There is also a whole bunch of other factors in play -- do you have kids? do you travel much? outside of the US? etc. etc.

Comment author: [deleted] 06 June 2013 06:14:41AM 0 points [-]

What sort of emergency do you have in mind?

Comment author: Lumifer 06 June 2013 02:28:34PM 1 point [-]

Example 1: medevac.

Example 2: You live up north, it's winter, and your house's heating just died. If you don't fix it by the time the house cools down to below freezing, some of your water pipes will burst.

Comment author: [deleted] 08 June 2013 04:02:18AM 0 points [-]

Maybe you could drain all your pipes in the latter case. But I imagine there are other emergencies, of course.

Comment author: TheOtherDave 03 June 2013 02:47:31AM 0 points [-]

That's fair. I'd been thinking about the general class of "people who need money now for an emergency," many of whom find it difficult to secure credit, rather than the class of "people who have a lot of wealth in non-liquid forms who need money now for an emergency," who presumably don't.

Comment author: ThrustVectoring 03 June 2013 03:55:58AM 1 point [-]

I was thinking more in terms of "there's an expenses function e(t), and a cash availability function s(t), and a cost function f( e(t) - s(t) ), and this cost function is zero at e(t)-s(t) = 0, but is a lot softer at e(t) > s(t) than people fear due to credit cards and lines of credit, and can be quite costly at s(t) >> e(t)"

Except that e(t) and s(t) really should be probability distributions, but that just hurts my head to try and explain coherently. This is literally my fourth attempt at writing up a better description of the reasoning behind my posts.

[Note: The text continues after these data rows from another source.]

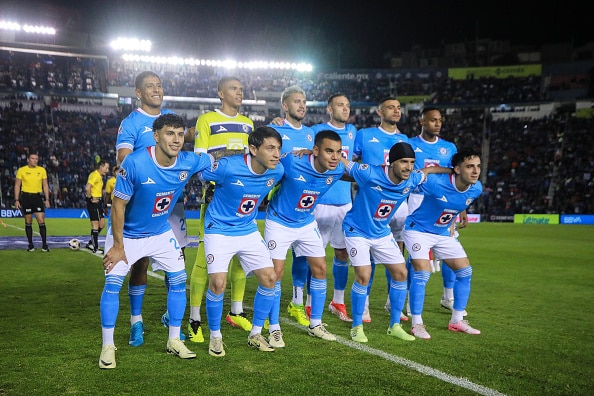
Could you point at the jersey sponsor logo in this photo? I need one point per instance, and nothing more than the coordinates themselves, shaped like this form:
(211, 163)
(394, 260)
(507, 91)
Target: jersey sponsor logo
(383, 211)
(162, 204)
(445, 218)
(307, 201)
(247, 206)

If e(t) is slightly bigger than s(t), you borrow money from credit cards or other lines of credit at poor interest rates, then pay off those debts in the however many days it takes to get liquid cash from other sources (say, stocks). If e(t) is much bigger than s(t), then you negotiate a payment plan or suffer the consequences of not being able to pay expenses right now.

And of course there's the time costs in optimizing this sort of thing. A percentage point for a thousand dollars over a year comes out to ten dollars, which I roughly approximate as an hour of time. Which means that you probably ought to spend your optimization power on minimizing the amount of work you need to put into your finances. Which, in turn, means automatic bill payment, and regular transfers of excess cash from your checking account into your preferred investment account.